Although NormFinder software operates based on similar computational principles to GeNorm software, aiming to determine the stability values of each reference gene, it differs in functionality by encompassing intersample variation calculations and the selection of a single optimal reference gene. If a reference gene shows significant differences between the control and treatment groups, NormFinder software assigns it a lower ranking, whereas GeNorm software might not detect such differences.

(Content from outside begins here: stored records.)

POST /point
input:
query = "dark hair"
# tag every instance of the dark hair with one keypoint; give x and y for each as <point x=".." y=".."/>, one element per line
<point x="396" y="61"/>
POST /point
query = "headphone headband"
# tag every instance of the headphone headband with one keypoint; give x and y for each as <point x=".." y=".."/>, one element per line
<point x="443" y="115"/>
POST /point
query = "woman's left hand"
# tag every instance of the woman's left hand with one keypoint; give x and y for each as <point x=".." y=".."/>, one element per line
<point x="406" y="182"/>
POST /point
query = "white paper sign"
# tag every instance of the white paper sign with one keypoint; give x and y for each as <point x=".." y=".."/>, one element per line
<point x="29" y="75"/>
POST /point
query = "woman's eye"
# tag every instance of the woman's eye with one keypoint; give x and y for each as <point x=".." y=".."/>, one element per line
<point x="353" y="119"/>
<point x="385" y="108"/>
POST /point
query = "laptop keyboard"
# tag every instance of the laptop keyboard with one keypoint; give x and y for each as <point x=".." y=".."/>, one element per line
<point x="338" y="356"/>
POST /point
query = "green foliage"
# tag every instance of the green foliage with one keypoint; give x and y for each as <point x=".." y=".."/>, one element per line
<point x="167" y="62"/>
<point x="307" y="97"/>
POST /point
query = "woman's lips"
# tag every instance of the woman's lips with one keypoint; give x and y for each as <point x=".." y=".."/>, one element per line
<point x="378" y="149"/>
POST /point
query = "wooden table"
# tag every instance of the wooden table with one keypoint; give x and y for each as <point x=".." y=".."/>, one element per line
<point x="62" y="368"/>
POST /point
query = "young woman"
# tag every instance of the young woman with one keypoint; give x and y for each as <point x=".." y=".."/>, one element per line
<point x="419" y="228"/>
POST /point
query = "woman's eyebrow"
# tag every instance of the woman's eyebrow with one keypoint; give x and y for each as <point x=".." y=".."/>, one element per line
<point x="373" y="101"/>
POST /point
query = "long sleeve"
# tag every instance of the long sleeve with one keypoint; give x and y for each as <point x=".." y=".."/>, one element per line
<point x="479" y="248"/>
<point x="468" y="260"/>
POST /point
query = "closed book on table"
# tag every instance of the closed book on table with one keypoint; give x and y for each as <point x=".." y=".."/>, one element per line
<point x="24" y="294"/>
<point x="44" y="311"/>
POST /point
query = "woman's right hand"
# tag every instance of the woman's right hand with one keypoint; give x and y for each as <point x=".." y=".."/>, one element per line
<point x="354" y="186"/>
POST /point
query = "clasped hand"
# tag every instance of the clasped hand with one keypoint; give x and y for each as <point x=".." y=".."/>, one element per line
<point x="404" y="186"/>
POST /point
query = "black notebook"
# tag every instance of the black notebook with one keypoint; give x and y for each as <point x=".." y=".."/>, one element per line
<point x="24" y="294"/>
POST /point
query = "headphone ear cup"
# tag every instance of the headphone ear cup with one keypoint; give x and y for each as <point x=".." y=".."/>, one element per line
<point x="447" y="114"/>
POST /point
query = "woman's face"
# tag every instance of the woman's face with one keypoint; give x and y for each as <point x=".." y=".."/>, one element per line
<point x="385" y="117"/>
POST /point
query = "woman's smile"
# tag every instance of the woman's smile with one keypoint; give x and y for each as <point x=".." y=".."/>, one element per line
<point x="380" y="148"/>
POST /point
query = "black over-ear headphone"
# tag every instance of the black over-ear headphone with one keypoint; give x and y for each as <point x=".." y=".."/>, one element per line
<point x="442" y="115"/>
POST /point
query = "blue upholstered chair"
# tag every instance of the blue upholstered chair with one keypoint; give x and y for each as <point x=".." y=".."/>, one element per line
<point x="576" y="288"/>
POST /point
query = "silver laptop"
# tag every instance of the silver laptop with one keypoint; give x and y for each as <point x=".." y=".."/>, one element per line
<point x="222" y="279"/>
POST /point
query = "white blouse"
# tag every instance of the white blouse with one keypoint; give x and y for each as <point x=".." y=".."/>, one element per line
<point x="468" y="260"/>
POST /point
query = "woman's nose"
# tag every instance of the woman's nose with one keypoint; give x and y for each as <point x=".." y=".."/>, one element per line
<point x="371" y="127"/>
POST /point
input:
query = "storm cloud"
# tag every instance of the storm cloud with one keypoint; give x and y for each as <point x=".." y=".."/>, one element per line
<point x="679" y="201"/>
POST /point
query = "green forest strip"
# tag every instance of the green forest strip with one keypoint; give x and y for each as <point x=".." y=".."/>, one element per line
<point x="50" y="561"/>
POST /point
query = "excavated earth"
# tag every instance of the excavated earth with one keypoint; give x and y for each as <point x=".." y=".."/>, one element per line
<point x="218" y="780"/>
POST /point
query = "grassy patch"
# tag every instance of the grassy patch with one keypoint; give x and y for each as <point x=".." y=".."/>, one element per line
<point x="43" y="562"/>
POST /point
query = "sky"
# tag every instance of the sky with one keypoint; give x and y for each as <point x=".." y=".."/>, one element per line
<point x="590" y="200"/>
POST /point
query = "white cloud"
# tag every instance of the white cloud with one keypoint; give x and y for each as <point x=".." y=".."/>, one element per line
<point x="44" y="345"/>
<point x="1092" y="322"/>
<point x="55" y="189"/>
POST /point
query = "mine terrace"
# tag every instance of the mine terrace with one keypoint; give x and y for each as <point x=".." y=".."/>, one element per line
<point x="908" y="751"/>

BestKeeper software is limited to comparing the expression levels of up to 10 reference genes with 10 target genes. Upon inputting Ct values, the software automatically computes parameters such as the standard deviation (SD) and Pearson correlation coefficient (p) to evaluate the stability of reference genes. A distinctive characteristic of BestKeeper software is its tendency to rate highly expressed genes (with low Ct values and small variations) as more stable. The software will sort the genetic stability based on the SD value. The genes with a smaller SD value have higher stability. However, it is particularly sensitive to outliers and can be heavily influenced by a single anomalous sample. The software recommends excluding genes with a standard deviation (SD) greater than 1, a criterion that may sometimes be overly stringent and lead to the exclusion of numerous genes. In order to ensure the completeness of the data analysis, this standard was not adopted.
Selecting a suitable set of reference genes requires the use of multiple algorithms for cross-validation, leveraging the strengths of each method and compensating for their weaknesses to ensure the highest possible stability of the selected reference genes, thereby guaranteeing the reliability of the subsequent quantitative results. Therefore, it is necessary to comprehensively analyze the results to select the most stable reference genes. RefFinder is an online tool (http://blooge.cn/RefFinder/ accessed on 5 June 2024) specifically designed for the screening and evaluation of the stability of reference genes. This tool enables the ranking of each gene by integrating different methods (such as GeNorm software, NormFinder software, BestKeeper software, and ΔCt methods) with weighting. The gene ranked 1 (the most stable) receives a weight score of 1, the gene ranked 2 receives a weight score of 2, and so on, with the gene ranked N receiving a weight score of N. For each candidate reference gene to be evaluated, it will receive four weight scores in the four algorithms. RefFinder calculates the geometric mean of these four weight scores for the gene. The smaller the geometric mean, the higher the ranking of the gene in each algorithm (i.e., the more stable). Finally, the genes are sorted from smallest to largest based on this geometric mean to obtain the final recommended ranking by RefFinder. The gene with the smallest geometric mean is recommended as the most stable reference gene.
3. Results
3.1. RNA Purity Determination and Quality Control
The RNA concentration and purity were determined using a micro-nucleic acid protein concentration analyzer. The results (Table 3) showed that the OD260/280 values of all extracted RNAs were between 2.07 and 2.12, and the OD260/230 values were between 2.25 and 2.36. This indicates that the RNA extracted from each developmental stage of P. alternatus is of good purity and can be used as a template for real-time fluorescence quantitative PCR reactions.
Table 3.
All RNA purity information.
The RNA was subjected to agarose gel electrophoresis for detection, and the results showed (Figure 1): The 28S and 18S bands were clear, without trailing bands, and the brightness ratio was approximately 2:1. The 5S band was relatively faint or almost undetectable, indicating that the RNA degradation was minimal and of good quality, which could meet the requirements of subsequent experiments.
Figure 1.
A: Electrophoresis of total RNA from different life stages of mites (PHY: 72 h physogastry; VIV: viviparous; 5DV: 5 d viviparous; PHO: phoresy, M. alternatus carried for 15 d).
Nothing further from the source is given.